Given the orbit-stabilizer theorem, explain why the length of each cycle of $f \in S_A$ is a factor of the order of $f$ in $S_A$

For a hypothetical case, consider $A=\{1,2,3,4,5\}$ and the permutation $f = (1 2)(345)$
The length of $(12)$ is $2$, the length of $(345)$ is $3$, and the order of $f$ is $6$. 
So I see that this statement has some truth to it...but I am failing to see why this is connected to the orbit-stabilizer theorem.  
The orbit-stabilizer theorem states: $|O(u)|=\frac{|G|}{|G_u|}$, where $G_u$ is Pinter's notation for stabilizer.
I see that $f^0, f^1, f^2, f^3, f^4$, and$f^5$ generate their own subgroup of $S_A$. Therefore, we could let $G$ be equal to $\langle f\rangle$.

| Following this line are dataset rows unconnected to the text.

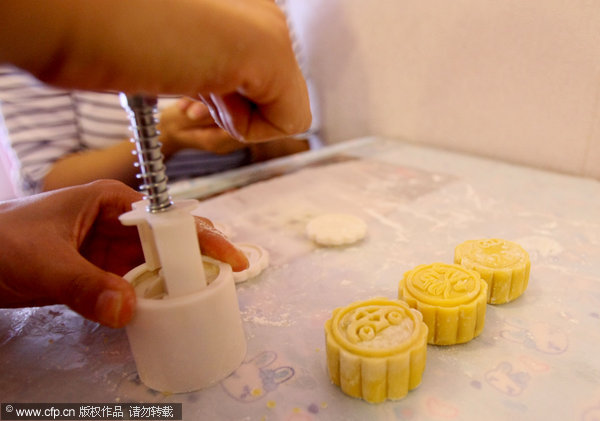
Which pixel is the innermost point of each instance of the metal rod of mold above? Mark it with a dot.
(141, 110)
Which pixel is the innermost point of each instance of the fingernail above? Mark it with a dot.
(108, 308)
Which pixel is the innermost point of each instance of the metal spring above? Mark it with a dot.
(141, 110)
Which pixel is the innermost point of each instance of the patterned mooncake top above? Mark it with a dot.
(376, 327)
(442, 284)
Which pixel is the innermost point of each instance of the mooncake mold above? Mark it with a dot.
(504, 265)
(376, 349)
(336, 229)
(451, 298)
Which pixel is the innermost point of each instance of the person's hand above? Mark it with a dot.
(235, 54)
(188, 124)
(68, 247)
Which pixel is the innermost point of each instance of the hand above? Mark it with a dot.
(188, 124)
(68, 247)
(235, 54)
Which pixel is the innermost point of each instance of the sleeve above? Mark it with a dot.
(40, 124)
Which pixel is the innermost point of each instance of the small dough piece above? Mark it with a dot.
(376, 349)
(258, 258)
(336, 229)
(451, 298)
(504, 265)
(224, 229)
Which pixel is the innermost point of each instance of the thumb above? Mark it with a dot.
(98, 295)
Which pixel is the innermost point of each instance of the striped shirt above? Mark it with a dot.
(44, 124)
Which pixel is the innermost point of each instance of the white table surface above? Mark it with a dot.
(538, 357)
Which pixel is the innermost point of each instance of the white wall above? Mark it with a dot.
(513, 80)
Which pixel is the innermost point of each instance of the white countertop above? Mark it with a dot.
(537, 357)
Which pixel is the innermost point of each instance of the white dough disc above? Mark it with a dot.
(258, 258)
(336, 229)
(225, 229)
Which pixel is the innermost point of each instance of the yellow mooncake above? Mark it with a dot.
(376, 349)
(451, 298)
(504, 265)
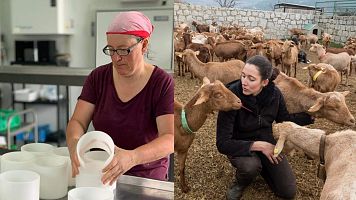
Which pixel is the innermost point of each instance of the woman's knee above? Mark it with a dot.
(250, 166)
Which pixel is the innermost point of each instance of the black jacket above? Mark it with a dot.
(238, 129)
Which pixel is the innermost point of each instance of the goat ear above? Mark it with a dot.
(179, 54)
(280, 145)
(203, 98)
(206, 80)
(309, 66)
(319, 103)
(345, 93)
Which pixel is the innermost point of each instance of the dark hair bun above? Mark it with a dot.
(275, 73)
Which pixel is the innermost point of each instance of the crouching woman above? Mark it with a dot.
(245, 135)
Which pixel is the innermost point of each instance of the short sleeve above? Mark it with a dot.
(165, 102)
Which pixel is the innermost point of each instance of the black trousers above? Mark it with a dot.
(280, 177)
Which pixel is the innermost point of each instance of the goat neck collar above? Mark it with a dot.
(321, 168)
(317, 75)
(322, 56)
(185, 122)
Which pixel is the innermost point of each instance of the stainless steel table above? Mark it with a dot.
(136, 188)
(55, 75)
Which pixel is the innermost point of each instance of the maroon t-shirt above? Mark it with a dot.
(131, 124)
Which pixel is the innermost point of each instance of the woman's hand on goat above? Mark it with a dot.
(123, 161)
(268, 150)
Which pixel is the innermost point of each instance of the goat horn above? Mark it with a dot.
(280, 145)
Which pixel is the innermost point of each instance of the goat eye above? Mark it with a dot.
(218, 95)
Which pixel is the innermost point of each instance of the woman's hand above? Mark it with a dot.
(268, 150)
(123, 161)
(74, 158)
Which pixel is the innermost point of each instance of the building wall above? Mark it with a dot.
(340, 27)
(275, 24)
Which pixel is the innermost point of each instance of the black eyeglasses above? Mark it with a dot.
(109, 50)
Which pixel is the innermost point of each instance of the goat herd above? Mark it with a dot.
(218, 53)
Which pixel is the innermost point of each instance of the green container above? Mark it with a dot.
(4, 116)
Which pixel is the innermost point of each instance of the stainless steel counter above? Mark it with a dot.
(136, 188)
(44, 75)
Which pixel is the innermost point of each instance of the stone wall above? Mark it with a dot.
(275, 24)
(340, 27)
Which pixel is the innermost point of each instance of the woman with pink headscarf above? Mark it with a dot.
(130, 100)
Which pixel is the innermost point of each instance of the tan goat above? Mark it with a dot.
(223, 71)
(323, 77)
(230, 49)
(300, 98)
(274, 52)
(340, 61)
(289, 57)
(210, 97)
(326, 39)
(339, 153)
(312, 38)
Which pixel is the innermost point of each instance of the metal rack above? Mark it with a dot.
(24, 127)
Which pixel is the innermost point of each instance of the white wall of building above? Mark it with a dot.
(81, 45)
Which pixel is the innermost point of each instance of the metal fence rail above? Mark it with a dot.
(337, 7)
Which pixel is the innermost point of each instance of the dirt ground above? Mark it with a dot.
(209, 173)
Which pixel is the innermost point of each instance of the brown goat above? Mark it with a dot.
(274, 52)
(296, 31)
(326, 39)
(256, 49)
(300, 98)
(210, 97)
(289, 57)
(200, 27)
(323, 77)
(351, 52)
(230, 49)
(223, 71)
(339, 151)
(340, 61)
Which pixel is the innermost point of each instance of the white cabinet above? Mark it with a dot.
(41, 17)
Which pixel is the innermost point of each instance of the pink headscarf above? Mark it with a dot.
(131, 23)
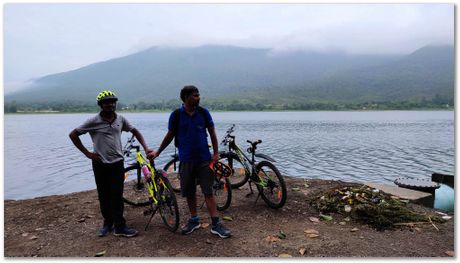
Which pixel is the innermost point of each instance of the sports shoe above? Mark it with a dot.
(220, 230)
(104, 230)
(191, 226)
(125, 231)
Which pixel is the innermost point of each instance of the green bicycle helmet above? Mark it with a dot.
(105, 95)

So the orbit-stabilizer theorem could be rewritten as $|O(u)|=\frac{|\langle f\rangle|}{|\langle f\rangle_u|}$
This is where I get sort of stumped as to how to continue my thought process. It seems to me that the length of each cycle can only be spoken about meaningfully in relation to the orbit-stabilizer theorem if I know that $f$, to begin with, is composed of disjoint cycles...but Pinter makes no mention of this. 
Any help regarding where to go from here would be appreciated!
 A: The action of $f$ on $\{1,\ldots,n\}$ does not depend on the expression of $f$ as a product of disjoint cycles: it just depends on the fact that $f$ is a bijection from $\{1,\ldots,n\}$ to itself. This induces a partition of $\{1,\ldots,n\}$ into orbits via the equivalence relation $a\sim b$ if and only if there exists an integer $k$ such that $f^k(a)=b$. 
So now that we have an action and the orbits, we can pick an arbitrary orbit $\mathcal{O}(u)$ of this action. Then, as you note, the Orbit Stabilizer Theorem tells you that
$$|\mathcal{O}(u)| = \frac{|\langle f\rangle|}{|\langle f\rangle_{u}|}.$$
Since $|\langle f\rangle|$ is the order of $f$, this immediately tells you that the size of any orbit of the action is necessarily a divisor of the order of $f$.
The next step is to note that when you express $f$ as a product of disjoint cycles, what you are doing is describing the orbits of the action of $f$. That is, if we write $f$ as a product of disjoint cycles
$$ f=\sigma_1\cdots\sigma_r$$
(including $1$-cycles), and we define an equivalence relation on $\{1,\ldots,n\}$ by $aRb$ if and only if there exists $j$ such that $a$ and $b$ are both in the support of $\sigma_j$, then you can show that $\sim$ and $R$ are in fact the exact same equivalence relation. So that the support of the cycles are precisely the orbits of the action, and so you get that the length of the cycles are exactly the sizes of the orbits.
I don't have your book on hand, so I don't know if they define the expression of $f$ as a product of disjoint cycles before discussing general actions (this is done, for example, in Hungerford, where the decomposition of an arbitrary element of $S_n$ into disjoint cycles precedes the discussion of group actions and the Orbit-Stabilizer Theorem); or whether the expression of $f$ as a product of disjoint cycles is done following group actions and as a consequence (by describing the cycles as the restriction of $f$ on the orbits of its actons). Either way does not affect the result on hand: the length of the cycle is the size of the orbit of any of the elements in its support, and then the Orbit-Stabilizer Theorem directly yields the desired conclusion, that this quantity is a divisor of $|\langle f\rangle|$.